Exclusive by Peter Kelly
FORMER US Senator George Mitchell this week dramatically spoke of his solidarity and support with Omagh bomb survivors following the collapse of last month’s criminal trial against suspect Seamus Daly.
In an emotional address in Washington DC as part of proceedings marking the 18th anniversary of the Good Friday Agreement, President Clinton’s former Special Envoy revealed his dismay and anger at the lack of convictions for the Market Street blast.
He described his experience in Omagh as ”very emotional and very meaningful to me” and painstakingly recounted the details of the circumstances of the bombing to a hushed audience which included senior level diplomats, including Northern Ireland’s Representative to the United States, Norman Houston.
During his landmark comments Senator Mitchell recalled his visit to Omagh Leisure Centre with President Clinton days after the attack, and the powerful effect of meeting with victims’ families for several hours.
He spoke of his admiration for Claire Bowes (nee Gallagher) who lost her sight in the explosion, and Michael Monaghan who tragically lost three generations of his family “and a fourth one on the way” to the Real IRA bombers.
Addressing the survivors, he said, “It’s an enormous tragedy and failure of the justice system that no one has ever spent a day in prison for this terrible atrocity.
“I’m completely sympathetic with the victims, their anger and their outrage at that,” he added.
“To think that some murderer who – I can’t even begin to think what could be in anyone’s mind – doing something like this, would cause so much devastation and damage. And for no one to spend a day in prison for that.

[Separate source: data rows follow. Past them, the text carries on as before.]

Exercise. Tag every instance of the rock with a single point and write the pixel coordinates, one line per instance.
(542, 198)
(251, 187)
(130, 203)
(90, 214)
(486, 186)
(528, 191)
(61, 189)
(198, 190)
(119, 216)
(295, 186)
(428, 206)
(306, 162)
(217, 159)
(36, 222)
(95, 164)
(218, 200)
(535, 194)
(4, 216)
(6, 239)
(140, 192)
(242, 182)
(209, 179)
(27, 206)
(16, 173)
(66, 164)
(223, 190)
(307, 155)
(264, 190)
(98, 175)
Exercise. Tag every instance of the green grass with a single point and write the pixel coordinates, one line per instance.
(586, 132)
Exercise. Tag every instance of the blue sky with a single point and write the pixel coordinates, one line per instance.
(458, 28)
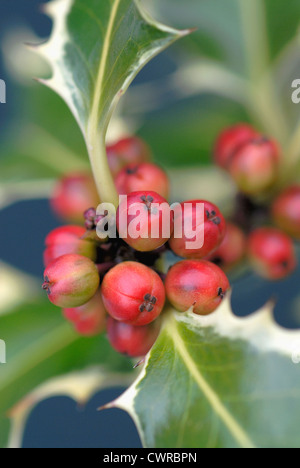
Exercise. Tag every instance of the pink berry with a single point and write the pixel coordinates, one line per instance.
(73, 195)
(230, 141)
(232, 250)
(89, 319)
(286, 211)
(271, 253)
(71, 280)
(149, 225)
(66, 240)
(145, 176)
(131, 150)
(255, 166)
(196, 284)
(213, 226)
(133, 293)
(130, 340)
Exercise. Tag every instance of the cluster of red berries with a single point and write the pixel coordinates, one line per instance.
(115, 283)
(254, 162)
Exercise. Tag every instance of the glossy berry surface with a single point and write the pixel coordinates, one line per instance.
(230, 140)
(133, 293)
(89, 319)
(195, 284)
(71, 281)
(130, 340)
(142, 219)
(139, 177)
(255, 166)
(66, 240)
(213, 226)
(131, 150)
(271, 253)
(286, 211)
(74, 194)
(232, 250)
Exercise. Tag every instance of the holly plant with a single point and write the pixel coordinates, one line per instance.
(204, 377)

“There remains an enormous failure.”
Senator Mitchell claimed a special connection to the town, while taking part in the discussion on sustaining peace and economic stability for Northern Ireland.

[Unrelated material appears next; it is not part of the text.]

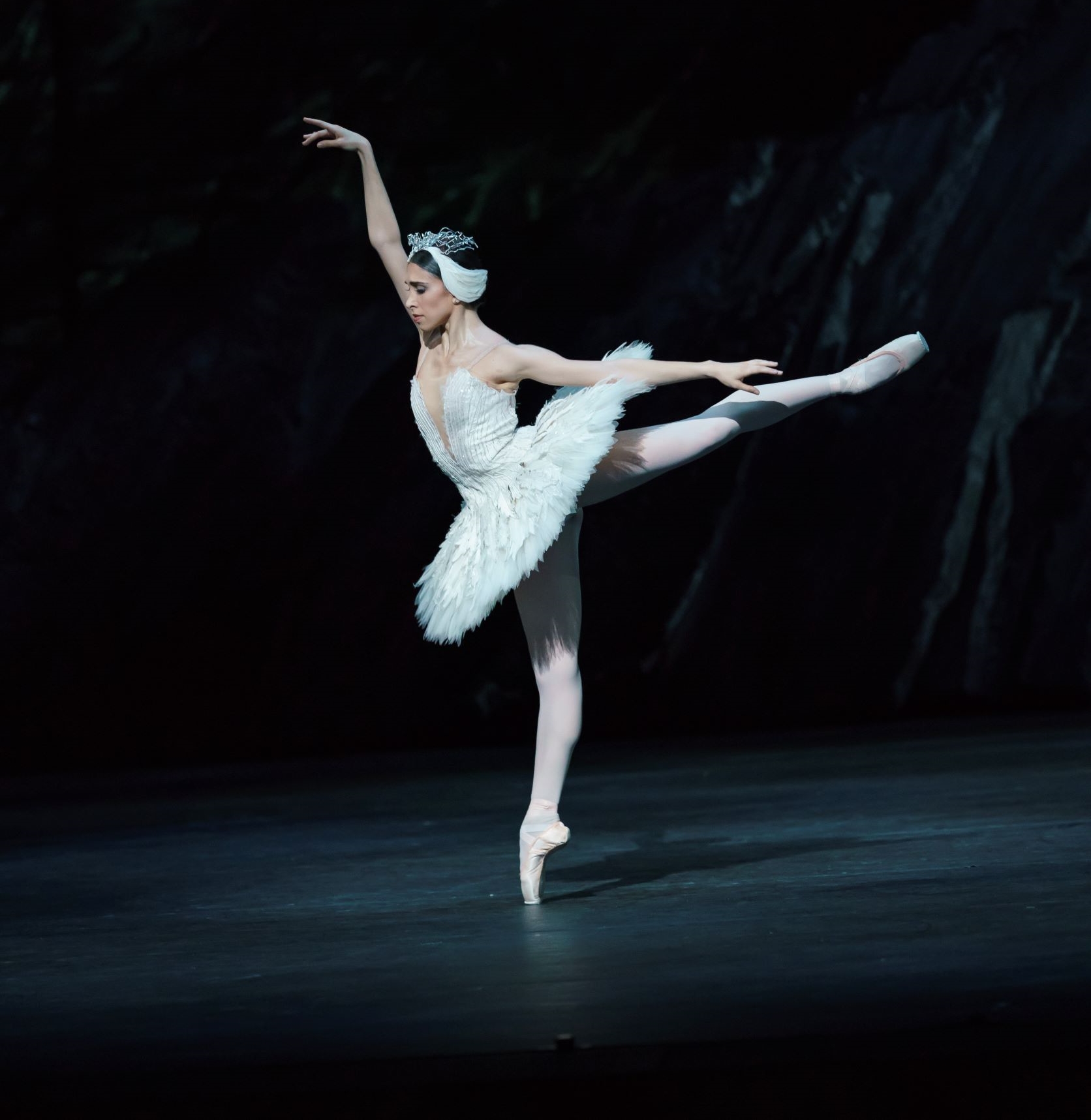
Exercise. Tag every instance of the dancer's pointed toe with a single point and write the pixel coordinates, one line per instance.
(533, 864)
(883, 364)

“It was such an awful, awful incident” he told the Irish-American audience. “I feel it personally, because I’ve been back to Omagh several times. And it’s such a terrible failure of the system.”
The former Maine politician and lawyer revealed in a recent book that he named his newborn daughter Claire, after being inspired by Omagh survivor and aspiring pianist, Claire Bowes (nee Gallagher).

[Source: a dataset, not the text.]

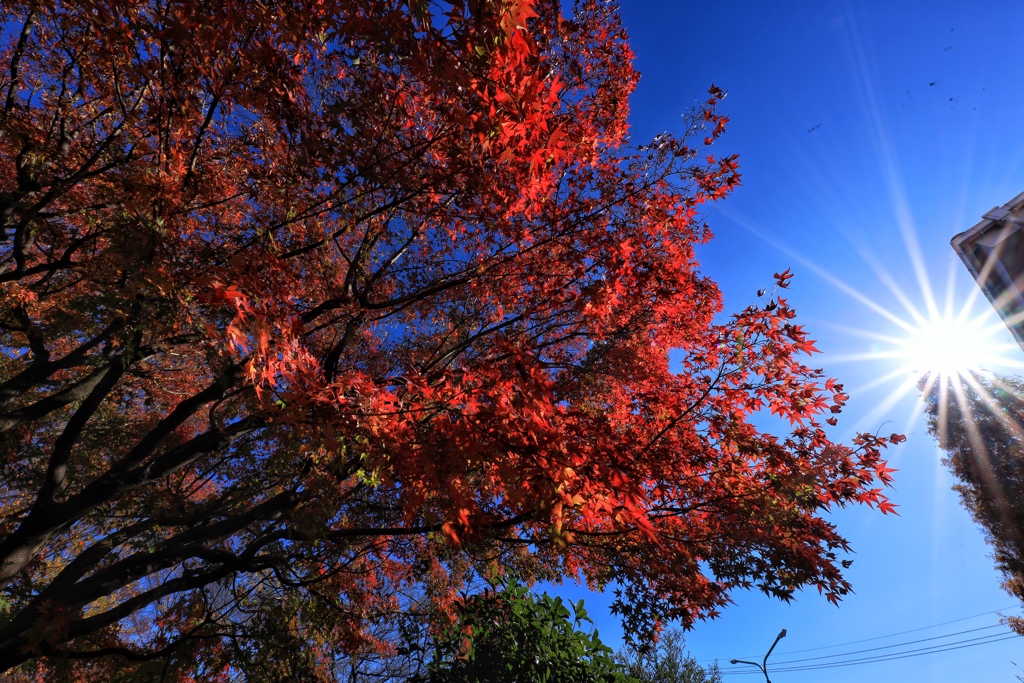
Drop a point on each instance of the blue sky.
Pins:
(868, 135)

Mr Mitchell who famously chaired the 1998 peace negotiations spoke on the Washington panel made up of former and current US Envoys to Northern Ireland from the Clinton, Bush and Obama White Houses.
The panel was contacted in the US capital by members of the Omagh Support and Self Help Group, whose question about the role of victims groups and justice after Good Friday dominated Tuesday’s wide ranging discussion.